Even as a newbie, I call complete and utter BS on this.
You are putting words in my mouth and seemingly purposefully misunderstanding what I said.
I am saying that when it comes to junior hockey (USHL, NAHL etc..) and college hockey there are just as many players not getting opportunities to play in those leagues that are just as good as those playing in those leagues because they do not have an "in". There are literally hundreds of kids who are good enough to play in those leagues but because they didn't hire the advisor who directs players to the team they are trying out for they don't stand a chance. It basically creates a situation where really good players don't even try because the deck is stacked against them.
For further clarification I am saying a kid like Oliver Wahlstrom as an example, he is so unbelievably good he was going to likely get noticed and make it no matter what because his gifts are amongst the 0.01% so we aren't talking about him. We are talking about the "Adam Carlson's" of the world who obviously had and does have the skills to play at the highest level but he wasn't on the in crowd in Edina obviously so he never got a shot in Edina (I know how good Edina is but don't tell me a kid like this was not "good enough" to play for them if his dad had been say Jim Dowd, as opposed to "Mr. Carlson". Same thing when he went the junior route, because he wasn't on a varsity team in Edina the Tier 1 and Tier 2 junior teams basically just dismissed him as not being able to play regardless of how well he performed at their tryouts. I was scouting a NAHL tryout recently where there were atleast a half dozen kids who were not even close to being good enough for their all start game but made it to the allstar game over far better talent purely because those kids were clients of advisors who had "deals" with the coaching staff of that team.
Again lets be clear, I am not saying that 85% of players playing at the highest levels are there purely because of who they know. I said they have to be talented "enough" o be there but the thing that put them over the top compared to the kid who was just as good was who they knew and even in some cases they were not even as good but it was still who they knew that put them over the guy who was slightly better. If you call BS on that you are either uninformed or willfully ignorant.
That said, the point of the original post was refuting the whole "if you are good enough they will find you" nonsense. Because that is blatant nonsense. You HAVE to market yourself somehow, plain and simple you have to.
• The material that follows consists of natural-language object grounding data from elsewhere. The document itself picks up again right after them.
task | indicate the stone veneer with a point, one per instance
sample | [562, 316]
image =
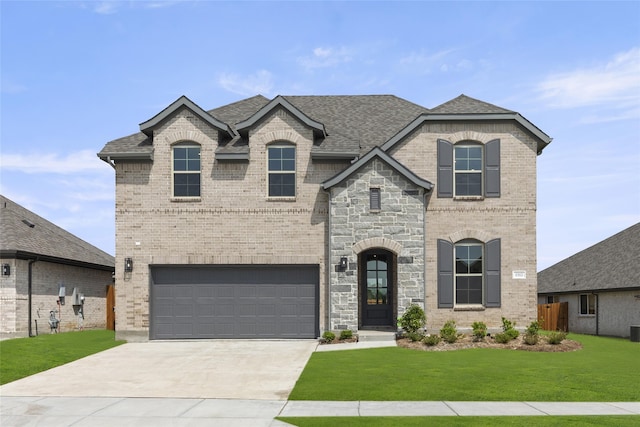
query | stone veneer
[398, 227]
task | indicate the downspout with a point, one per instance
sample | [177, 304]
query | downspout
[328, 267]
[597, 314]
[30, 292]
[113, 165]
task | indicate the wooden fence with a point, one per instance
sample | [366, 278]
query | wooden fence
[554, 317]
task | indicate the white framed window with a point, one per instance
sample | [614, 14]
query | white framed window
[186, 170]
[587, 304]
[468, 165]
[281, 159]
[469, 273]
[374, 199]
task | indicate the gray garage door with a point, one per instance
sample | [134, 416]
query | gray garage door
[234, 302]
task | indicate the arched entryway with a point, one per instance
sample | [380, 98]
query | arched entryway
[377, 288]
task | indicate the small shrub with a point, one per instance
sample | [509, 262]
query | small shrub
[556, 337]
[531, 336]
[346, 334]
[530, 339]
[479, 331]
[412, 320]
[502, 338]
[533, 328]
[328, 336]
[449, 333]
[431, 340]
[415, 336]
[512, 333]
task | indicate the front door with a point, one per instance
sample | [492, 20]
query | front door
[376, 267]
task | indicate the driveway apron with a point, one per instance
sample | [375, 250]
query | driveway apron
[221, 369]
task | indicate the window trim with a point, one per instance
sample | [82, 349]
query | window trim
[283, 144]
[185, 144]
[590, 298]
[456, 304]
[481, 171]
[375, 199]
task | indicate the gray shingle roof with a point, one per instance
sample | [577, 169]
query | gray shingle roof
[608, 265]
[464, 104]
[44, 238]
[354, 124]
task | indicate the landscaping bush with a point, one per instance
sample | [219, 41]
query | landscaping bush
[502, 337]
[479, 331]
[328, 336]
[412, 320]
[508, 328]
[449, 333]
[556, 337]
[415, 336]
[431, 340]
[346, 334]
[531, 336]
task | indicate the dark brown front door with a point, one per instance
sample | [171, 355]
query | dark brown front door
[376, 269]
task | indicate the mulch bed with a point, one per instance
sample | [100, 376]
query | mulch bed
[466, 341]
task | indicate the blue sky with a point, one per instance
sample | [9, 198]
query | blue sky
[75, 75]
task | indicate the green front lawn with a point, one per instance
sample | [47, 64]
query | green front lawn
[22, 357]
[606, 369]
[538, 421]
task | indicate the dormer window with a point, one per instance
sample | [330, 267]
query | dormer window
[186, 170]
[282, 170]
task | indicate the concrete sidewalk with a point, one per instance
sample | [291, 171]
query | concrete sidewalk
[123, 412]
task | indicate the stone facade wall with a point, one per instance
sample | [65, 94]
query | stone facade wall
[398, 227]
[233, 222]
[45, 281]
I am not saying you have to spend money on a advisor or anything but you'd better have a respected coach, or a famous hockey parent, or rich parent, or something in your corner otherwise your only other miniscule slim hope is to have the deep deep resolve to go the route Carlson went. It happens but hockey is such a grind to begin with just to be good enough talent wise, that you throw that extra amount of rejection etc... on there it's no wonder so many talented players don't even try.